Partout en France, il n’est question que de réduire la circulation automobile : les villes sont asphyxiées tant par la pollution que par les embouteillages. A Bordeaux même, le tramway a fait son grand retour (après une éclipse de quelques décennies). Hélas, trois fois hélas, le maire a gaspillé une occasion historique de libérer Bordeaux de la tyrannie automobile : de nombreux parkings souterrains ont été construits en centre ville en même temps que le tramway qui, logiquement, ne parvient pas à dissuader les automobilistes.

Et ce n’est pas seulement parce que Juppé a souhaité s’offrir une première mondiale avec une alimentation par le sol qui génère d’innombrables pannes. Non, si les voitures s’entassent encore aujourd’hui à Bordeaux, comme au cœur des années 80, c’est parce que… tout est fait pour ça !
Ainsi, ce dimanche, j’ai pu assister à d’impressionnants embouteillages : pour pénétrer dans le temple des hangars, les automobilistes s’aliénaient dans une file d’attente qui empiétait largement sur les voies de circulation des quais. Un véritable cauchemar.

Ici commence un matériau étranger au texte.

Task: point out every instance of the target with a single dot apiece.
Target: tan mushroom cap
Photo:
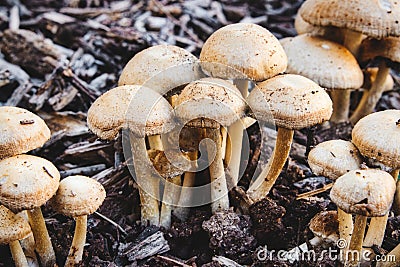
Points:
(212, 99)
(161, 68)
(376, 18)
(20, 131)
(334, 158)
(27, 182)
(291, 101)
(141, 109)
(365, 192)
(327, 63)
(251, 50)
(377, 136)
(78, 195)
(387, 47)
(12, 227)
(325, 225)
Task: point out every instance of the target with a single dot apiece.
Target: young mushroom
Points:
(28, 182)
(366, 193)
(78, 196)
(12, 229)
(291, 102)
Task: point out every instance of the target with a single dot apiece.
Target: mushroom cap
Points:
(141, 109)
(325, 225)
(211, 99)
(327, 63)
(20, 131)
(377, 136)
(161, 68)
(78, 195)
(294, 102)
(334, 158)
(243, 50)
(12, 227)
(364, 192)
(27, 182)
(387, 47)
(376, 18)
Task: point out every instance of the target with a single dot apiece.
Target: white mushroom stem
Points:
(148, 185)
(219, 189)
(18, 254)
(356, 241)
(43, 245)
(264, 182)
(171, 191)
(370, 99)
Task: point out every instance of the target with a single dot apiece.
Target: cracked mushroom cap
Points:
(161, 68)
(20, 131)
(290, 101)
(27, 182)
(327, 63)
(376, 18)
(140, 109)
(377, 136)
(250, 50)
(78, 195)
(212, 99)
(334, 158)
(365, 192)
(12, 227)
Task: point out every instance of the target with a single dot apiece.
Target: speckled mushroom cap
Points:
(375, 18)
(377, 136)
(27, 182)
(294, 101)
(325, 224)
(334, 158)
(327, 63)
(212, 99)
(20, 131)
(12, 227)
(78, 195)
(141, 109)
(251, 50)
(365, 192)
(387, 47)
(161, 68)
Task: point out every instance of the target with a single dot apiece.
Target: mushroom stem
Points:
(264, 182)
(148, 185)
(43, 245)
(18, 254)
(219, 189)
(370, 99)
(356, 241)
(171, 191)
(78, 242)
(341, 105)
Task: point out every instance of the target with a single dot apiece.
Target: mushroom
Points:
(210, 103)
(366, 193)
(144, 112)
(242, 52)
(376, 136)
(386, 49)
(78, 196)
(28, 182)
(327, 63)
(20, 131)
(291, 102)
(12, 229)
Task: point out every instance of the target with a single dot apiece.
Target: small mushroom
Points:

Avant qu’on ne me fasse l’objection, je le dis moi-même : oui, il y avait un monde fou ce dimanche, les magasins et multiples restaurants étaient bondés, les quais envahis de milliers de promeneurs. Un vrai « succès populaire ». Je vois déjà l’objection : les gens sont heureux ainsi et, si je proteste, c’est que je suis un « écolo-élitiste » qui, en fin de compte, n’a que mépris pour le peuple.
Oui, c’est vrai : les foules étaient présentes, et chacun est venu librement, sans y être contraint. Et pourtant…

Lire aussi :  Chronique d'un échec à grande vitesse

Pourtant, est-ce que « les gens » ont vraiment le choix ? Est-ce que, s’ils savaient, ils ne préfèreraient pas une autre vie, « les gens » ? Est-ce une vie de manger des poulets à la dioxine, des OGM, des pesticides, des aliments irradiés, etc. ? Est-ce une vie de respirer du gaz carbonique, de l’ozone, de l’amiante ? De polluer et être pollué ? De s’entasser le dimanche dans des grandes surfaces qui exploitent les étudiants désargentés et détruisent les petits commerces de proximité ? Est-ce une vie, trente ans après les premiers délires de l’automobile urbaine, d’être encore prisonnier des embouteillages en 2004, qui plus est un beau dimanche d’automne ?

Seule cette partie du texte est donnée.